What Is The Bredesen Protocol? An Evidence-Based Review
The Bredesen Protocol is a comprehensive, multi-pronged, and personalized approach to preventing or slowing down cognitive decline associated with Alzheimer’s disease.
This protocol is as popular as it is controversial. Of course, when it comes to controversy around new or alternative treatment methods for chronic illness, problems tend to arise when we’re looking for a black and white answer to a complicated question.
One of the most common and obvious questions about any treatment (especially a new or trendy one) is “does it really work?”, and this may not make for splashy headlines, but the answer is almost always “it depends”.
But I don’t say that to dismiss the question. Alzheimer’s is one of the scariest and most pervasive chronic illnesses of our time, and we owe it to ourselves, our loved ones, and our society to try to understand as much about it as we can.
Consideration of the Bredesen Protocol is an important part of this, so let’s break it down, from the strategies and possible benefits of the approach to the controversy and what the research says.
What Is The Bredesen Protocol?
The Bredesen Protocol is an approach to Alzheimer’s prevention that centers around the multifactorial nature of the disease.
There are seven key strategies to the Bredesen Protocol:
- Nutrition
- Exercise
- Sleep
- Stress
- Brain stimulation
- Detox
- Supplementation
If you’re thinking that these sound pretty similar to the central components of a functional medicine approach to health in general, you’re right. The protocol gets into many more specifics, but broadly speaking, we’re talking about whole-person centered, root-cause based, precision medicine that harnesses the power of diet and lifestyle choices.

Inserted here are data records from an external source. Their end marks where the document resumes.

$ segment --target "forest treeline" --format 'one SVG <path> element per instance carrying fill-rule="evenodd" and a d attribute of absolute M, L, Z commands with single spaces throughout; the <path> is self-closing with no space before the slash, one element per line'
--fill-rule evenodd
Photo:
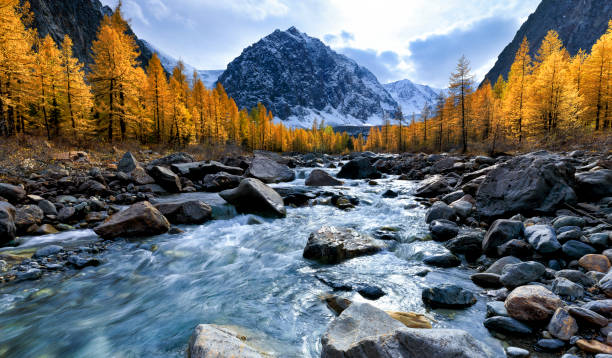
<path fill-rule="evenodd" d="M 61 44 L 38 36 L 27 2 L 0 0 L 0 18 L 0 136 L 236 144 L 272 151 L 352 149 L 353 138 L 331 127 L 291 129 L 274 123 L 261 104 L 238 109 L 221 84 L 207 89 L 182 63 L 171 74 L 157 55 L 142 66 L 120 5 L 100 24 L 88 72 L 74 57 L 69 36 Z"/>
<path fill-rule="evenodd" d="M 410 121 L 372 128 L 373 151 L 563 148 L 612 134 L 612 20 L 590 52 L 570 56 L 554 30 L 535 58 L 524 38 L 507 79 L 475 89 L 462 57 L 449 88 Z"/>
<path fill-rule="evenodd" d="M 0 0 L 0 136 L 44 135 L 82 143 L 235 144 L 272 151 L 522 149 L 606 136 L 612 127 L 612 21 L 590 52 L 570 56 L 550 31 L 535 58 L 524 39 L 507 80 L 475 88 L 462 57 L 449 88 L 419 118 L 398 109 L 367 136 L 322 123 L 292 129 L 262 104 L 239 109 L 221 84 L 208 89 L 179 62 L 143 66 L 119 5 L 104 17 L 85 71 L 72 40 L 40 38 L 27 2 Z"/>

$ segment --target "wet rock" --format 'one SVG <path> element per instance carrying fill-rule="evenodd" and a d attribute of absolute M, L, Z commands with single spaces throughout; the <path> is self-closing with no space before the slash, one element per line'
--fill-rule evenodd
<path fill-rule="evenodd" d="M 424 288 L 421 297 L 431 307 L 464 308 L 476 303 L 472 291 L 451 284 Z"/>
<path fill-rule="evenodd" d="M 561 247 L 565 256 L 570 259 L 579 259 L 584 255 L 597 252 L 593 246 L 576 240 L 569 240 Z"/>
<path fill-rule="evenodd" d="M 344 164 L 337 177 L 344 179 L 378 179 L 381 174 L 370 164 L 367 158 L 357 158 Z"/>
<path fill-rule="evenodd" d="M 360 234 L 351 228 L 323 226 L 308 237 L 303 257 L 325 264 L 370 255 L 386 248 L 384 241 Z"/>
<path fill-rule="evenodd" d="M 215 324 L 198 325 L 187 350 L 188 358 L 263 358 L 257 350 L 249 346 L 247 337 L 235 328 Z M 238 354 L 238 355 L 237 355 Z"/>
<path fill-rule="evenodd" d="M 512 317 L 494 316 L 483 322 L 487 329 L 511 336 L 526 336 L 533 333 L 533 329 L 523 322 Z"/>
<path fill-rule="evenodd" d="M 220 192 L 223 190 L 234 189 L 240 185 L 241 176 L 219 172 L 215 174 L 207 174 L 202 179 L 204 190 L 209 192 Z"/>
<path fill-rule="evenodd" d="M 444 247 L 453 254 L 464 255 L 466 260 L 471 262 L 478 259 L 482 254 L 482 240 L 482 234 L 463 234 L 444 243 Z"/>
<path fill-rule="evenodd" d="M 552 283 L 552 291 L 561 296 L 575 300 L 584 296 L 584 288 L 566 278 L 557 277 Z"/>
<path fill-rule="evenodd" d="M 431 255 L 423 259 L 423 263 L 435 267 L 457 267 L 461 265 L 461 260 L 451 253 Z"/>
<path fill-rule="evenodd" d="M 569 314 L 571 314 L 580 325 L 595 327 L 605 327 L 608 325 L 608 319 L 606 317 L 584 307 L 570 306 Z"/>
<path fill-rule="evenodd" d="M 555 277 L 566 278 L 572 282 L 582 285 L 582 287 L 585 288 L 595 285 L 595 280 L 578 270 L 559 270 L 555 273 Z"/>
<path fill-rule="evenodd" d="M 576 190 L 578 197 L 586 201 L 612 196 L 612 170 L 601 169 L 576 174 Z"/>
<path fill-rule="evenodd" d="M 436 201 L 428 210 L 425 215 L 425 222 L 430 223 L 434 220 L 444 219 L 452 221 L 455 218 L 455 210 L 450 206 L 446 205 L 442 201 Z"/>
<path fill-rule="evenodd" d="M 520 239 L 523 232 L 524 226 L 521 221 L 495 220 L 482 241 L 482 251 L 487 255 L 497 255 L 499 246 L 513 239 Z"/>
<path fill-rule="evenodd" d="M 47 245 L 47 246 L 43 246 L 40 249 L 36 250 L 36 252 L 34 253 L 32 257 L 34 258 L 47 257 L 47 256 L 58 254 L 62 250 L 63 250 L 63 247 L 59 245 Z"/>
<path fill-rule="evenodd" d="M 520 321 L 547 320 L 562 304 L 557 295 L 536 285 L 515 288 L 505 302 L 508 315 Z"/>
<path fill-rule="evenodd" d="M 553 337 L 562 341 L 569 341 L 578 332 L 578 323 L 576 323 L 576 320 L 569 314 L 567 309 L 557 308 L 548 323 L 547 329 Z"/>
<path fill-rule="evenodd" d="M 550 213 L 576 201 L 574 168 L 563 158 L 546 152 L 510 159 L 491 170 L 478 188 L 476 206 L 484 217 L 521 212 Z"/>
<path fill-rule="evenodd" d="M 288 166 L 279 164 L 272 159 L 255 156 L 249 166 L 247 176 L 257 178 L 264 183 L 280 183 L 293 181 L 295 172 Z"/>
<path fill-rule="evenodd" d="M 470 279 L 472 280 L 472 282 L 474 282 L 480 287 L 500 288 L 503 286 L 500 281 L 500 276 L 494 273 L 486 273 L 486 272 L 475 273 L 472 276 L 470 276 Z"/>
<path fill-rule="evenodd" d="M 587 271 L 607 273 L 610 270 L 610 261 L 604 255 L 584 255 L 578 260 L 578 264 Z"/>
<path fill-rule="evenodd" d="M 148 201 L 133 204 L 94 228 L 105 239 L 163 234 L 170 228 L 168 220 Z"/>
<path fill-rule="evenodd" d="M 525 237 L 529 244 L 541 254 L 552 254 L 561 248 L 555 231 L 548 225 L 527 226 Z"/>
<path fill-rule="evenodd" d="M 448 181 L 441 175 L 434 175 L 421 182 L 414 195 L 422 198 L 433 198 L 451 191 Z"/>
<path fill-rule="evenodd" d="M 506 265 L 500 277 L 502 285 L 512 288 L 536 281 L 546 271 L 546 267 L 539 262 L 527 261 Z"/>
<path fill-rule="evenodd" d="M 132 170 L 136 169 L 136 167 L 139 166 L 140 164 L 138 163 L 136 158 L 134 158 L 132 153 L 127 152 L 123 155 L 123 157 L 119 161 L 119 164 L 117 164 L 117 170 L 129 174 L 132 172 Z"/>
<path fill-rule="evenodd" d="M 212 218 L 212 208 L 200 200 L 182 200 L 155 204 L 171 224 L 202 224 Z"/>
<path fill-rule="evenodd" d="M 7 202 L 0 201 L 0 246 L 15 240 L 17 228 L 15 227 L 15 207 Z"/>
<path fill-rule="evenodd" d="M 445 219 L 434 220 L 429 224 L 431 237 L 436 241 L 447 241 L 457 236 L 459 227 L 452 221 Z"/>
<path fill-rule="evenodd" d="M 178 193 L 181 191 L 181 180 L 172 170 L 166 167 L 155 166 L 151 168 L 149 173 L 153 179 L 155 179 L 155 182 L 167 191 L 171 193 Z"/>
<path fill-rule="evenodd" d="M 287 211 L 283 198 L 271 187 L 255 178 L 247 178 L 235 189 L 219 193 L 236 210 L 243 213 L 259 213 L 272 217 L 285 217 Z"/>
<path fill-rule="evenodd" d="M 355 302 L 321 337 L 321 357 L 492 357 L 465 331 L 407 328 L 384 311 Z"/>
<path fill-rule="evenodd" d="M 0 183 L 0 197 L 5 198 L 10 203 L 16 204 L 25 199 L 26 192 L 20 186 Z"/>
<path fill-rule="evenodd" d="M 45 215 L 57 215 L 57 208 L 49 200 L 42 199 L 37 203 Z"/>
<path fill-rule="evenodd" d="M 342 185 L 342 182 L 324 170 L 314 169 L 306 178 L 305 184 L 307 186 L 337 186 Z"/>

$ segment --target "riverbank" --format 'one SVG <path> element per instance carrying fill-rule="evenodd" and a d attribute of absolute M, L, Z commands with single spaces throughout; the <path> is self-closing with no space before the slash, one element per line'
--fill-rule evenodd
<path fill-rule="evenodd" d="M 126 154 L 116 164 L 98 169 L 92 165 L 73 169 L 68 164 L 63 168 L 67 175 L 36 173 L 22 183 L 24 193 L 4 186 L 4 193 L 12 193 L 8 196 L 13 200 L 9 201 L 18 213 L 16 231 L 25 234 L 14 243 L 30 249 L 17 246 L 0 253 L 4 253 L 2 258 L 6 261 L 3 277 L 10 281 L 0 293 L 4 303 L 11 295 L 14 300 L 0 313 L 0 321 L 20 321 L 19 311 L 15 310 L 27 307 L 31 313 L 28 316 L 33 314 L 33 318 L 22 317 L 25 322 L 20 325 L 31 328 L 41 321 L 35 317 L 57 309 L 60 297 L 65 295 L 93 301 L 79 300 L 79 305 L 71 306 L 68 312 L 74 315 L 82 309 L 83 314 L 70 317 L 70 321 L 101 319 L 113 312 L 119 314 L 118 310 L 123 312 L 120 307 L 125 305 L 133 307 L 129 313 L 120 314 L 120 321 L 109 323 L 103 334 L 99 332 L 106 342 L 105 352 L 111 355 L 115 349 L 133 349 L 138 354 L 156 352 L 153 356 L 168 353 L 168 349 L 184 352 L 191 330 L 204 323 L 239 325 L 255 331 L 234 337 L 257 337 L 246 342 L 258 354 L 326 356 L 353 344 L 366 344 L 359 340 L 344 342 L 344 346 L 329 343 L 335 340 L 334 332 L 344 329 L 342 322 L 347 317 L 363 322 L 361 336 L 374 327 L 367 322 L 378 317 L 376 332 L 397 331 L 394 339 L 418 339 L 423 347 L 427 342 L 443 339 L 441 328 L 462 329 L 471 338 L 458 335 L 465 340 L 455 342 L 463 342 L 459 346 L 474 342 L 477 348 L 471 351 L 472 356 L 499 356 L 505 341 L 552 354 L 582 354 L 585 347 L 589 349 L 587 344 L 598 347 L 593 339 L 605 343 L 608 301 L 606 281 L 601 282 L 601 274 L 605 273 L 593 273 L 597 270 L 587 265 L 593 261 L 604 266 L 606 260 L 609 263 L 605 250 L 610 227 L 605 223 L 610 220 L 610 200 L 606 196 L 612 194 L 606 192 L 610 190 L 610 158 L 606 154 L 532 153 L 516 158 L 258 154 L 255 160 L 231 157 L 220 163 L 194 163 L 187 154 L 141 163 L 136 159 L 138 153 L 136 157 Z M 243 177 L 259 178 L 261 185 Z M 55 206 L 57 214 L 45 212 L 43 209 L 50 207 L 48 203 L 33 195 Z M 75 200 L 62 197 L 66 195 Z M 247 205 L 253 200 L 259 204 Z M 138 204 L 145 201 L 151 203 L 151 208 Z M 34 207 L 43 211 L 42 218 Z M 153 207 L 165 212 L 157 215 Z M 122 216 L 119 219 L 118 213 Z M 112 225 L 104 224 L 108 217 L 114 218 L 110 220 Z M 45 224 L 66 231 L 37 236 L 38 243 L 28 245 L 36 240 L 31 233 Z M 107 229 L 99 228 L 104 225 Z M 336 229 L 321 232 L 323 226 Z M 343 234 L 347 227 L 354 233 Z M 106 240 L 99 239 L 92 228 Z M 59 251 L 45 244 L 46 238 L 53 241 L 53 237 L 66 233 L 79 233 L 84 241 L 68 247 L 62 244 L 63 240 L 54 241 Z M 126 236 L 138 238 L 122 239 Z M 587 246 L 583 245 L 593 251 L 587 254 Z M 33 258 L 18 256 L 40 250 L 47 252 L 39 252 Z M 577 252 L 585 254 L 578 257 Z M 508 259 L 511 255 L 516 258 Z M 583 259 L 585 255 L 596 256 Z M 498 257 L 506 258 L 495 263 Z M 235 277 L 237 272 L 245 277 Z M 574 284 L 577 281 L 583 289 L 582 297 L 567 296 L 567 287 L 574 289 L 572 293 L 579 289 L 561 278 Z M 127 279 L 132 287 L 113 281 L 117 279 Z M 533 288 L 530 284 L 534 282 L 547 292 Z M 161 287 L 154 288 L 156 284 Z M 87 291 L 75 291 L 74 285 L 84 285 Z M 120 303 L 117 307 L 102 309 L 93 304 L 101 302 L 101 297 L 90 291 L 95 286 L 100 286 L 102 297 L 112 293 L 113 297 L 118 294 L 127 298 L 113 300 Z M 19 297 L 17 292 L 27 291 L 26 287 L 28 295 Z M 512 302 L 516 300 L 508 295 L 521 290 L 527 291 L 527 298 L 520 295 L 518 302 L 523 306 L 513 310 Z M 151 305 L 159 302 L 150 295 L 159 296 L 159 302 L 176 296 L 170 299 L 172 312 L 166 306 L 152 309 Z M 344 299 L 340 300 L 343 308 L 347 307 L 346 299 L 359 304 L 334 320 L 335 313 L 326 311 L 321 296 L 328 304 L 331 302 L 330 307 L 336 307 L 335 313 L 341 311 L 337 309 L 340 298 Z M 529 304 L 540 305 L 542 297 L 549 297 L 550 302 L 544 313 L 536 310 L 537 319 L 517 316 L 518 311 L 531 312 L 533 307 Z M 510 309 L 500 307 L 504 301 Z M 386 316 L 378 316 L 378 311 L 362 303 L 386 311 L 424 314 L 434 329 L 425 334 L 420 331 L 423 328 L 418 334 L 403 332 L 404 328 L 380 318 Z M 141 305 L 150 312 L 138 313 Z M 582 310 L 571 306 L 582 306 Z M 564 330 L 565 324 L 561 328 L 549 324 L 553 314 L 554 321 L 566 311 L 569 317 L 584 316 L 585 307 L 602 313 L 606 327 L 594 329 L 583 317 L 573 318 L 579 328 L 576 331 L 571 324 L 569 331 Z M 181 311 L 190 317 L 183 317 Z M 126 325 L 125 320 L 156 321 L 168 315 L 175 320 L 173 327 L 155 330 L 151 338 L 175 337 L 169 346 L 154 344 L 147 348 L 117 336 L 118 332 L 125 334 L 129 327 L 135 329 L 134 322 Z M 289 316 L 274 323 L 273 317 L 278 319 L 279 315 Z M 492 317 L 486 319 L 487 315 Z M 562 322 L 571 322 L 561 317 Z M 98 321 L 100 324 L 105 325 Z M 485 326 L 499 339 L 493 338 Z M 146 330 L 135 330 L 138 337 L 148 336 Z M 78 328 L 73 332 L 77 331 L 83 333 Z M 219 333 L 217 327 L 206 326 L 197 332 L 221 334 L 224 344 L 230 347 L 232 334 L 228 332 L 235 331 L 224 328 Z M 559 337 L 561 331 L 572 334 Z M 13 330 L 0 347 L 14 348 L 19 344 L 23 354 L 44 352 L 36 343 L 46 341 L 43 332 L 29 337 L 19 332 Z M 305 341 L 299 340 L 302 336 Z M 70 337 L 64 355 L 87 346 Z M 91 344 L 100 348 L 98 341 L 94 343 Z M 262 345 L 264 348 L 259 347 Z M 423 348 L 421 353 L 426 352 Z"/>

More specifically, the protocol zeroes in on factors that can damage the brain and those that may help to protect it. Exposure to damaging triggers is reduced, while steps are taken to rebuild the neural network and strengthen the brain’s natural capabilities.
Some of the more specific steps and strategies that make up the Bredesen Protocol include:
History
The protocol was developed by Dr. Dale Bredesen, a neurologist with more than 30 years of experience studying the mechanisms behind neurodegenerative diseases, cognitive decline, memory loss, and Alzheimer’s.
In 2014, Dr. Bredesen published a paper entitled Reversal of Cognitive Decline: A Novel Therapeutic Approach, outlining for the first time this new, multi-step protocol (1). The protocol has become quite popular since then, and a few small studies have recently observed promising cognitive benefits for individuals who follow its steps (2, 3)
Fundamentally, the Bredesen Protocol recognizes that multiple different environmental and genetic factors can contribute to the development of Alzheimer’s and that the exact combination of these factors varies from person to person.
The approach involves testing to identify individual risk factors, and the implementation of several holistic strategies to support brain health into older age.
Criticisms
Let’s take a look at some of the main criticisms around the Bredesen Protocol.
1. Lack Of High-Quality Evidence
Most criticism of the Bredesen Protocol relates to the fact that research on the method is limited, and the papers that have been published and cited as evidence to date are primarily observational case studies or series’.
Some of the papers Dr. Bredesen has authored on the protocol have been published in journals that don’t necessarily have the most rigorous standards for review, and are missing important information related to study methodology and limitations (4).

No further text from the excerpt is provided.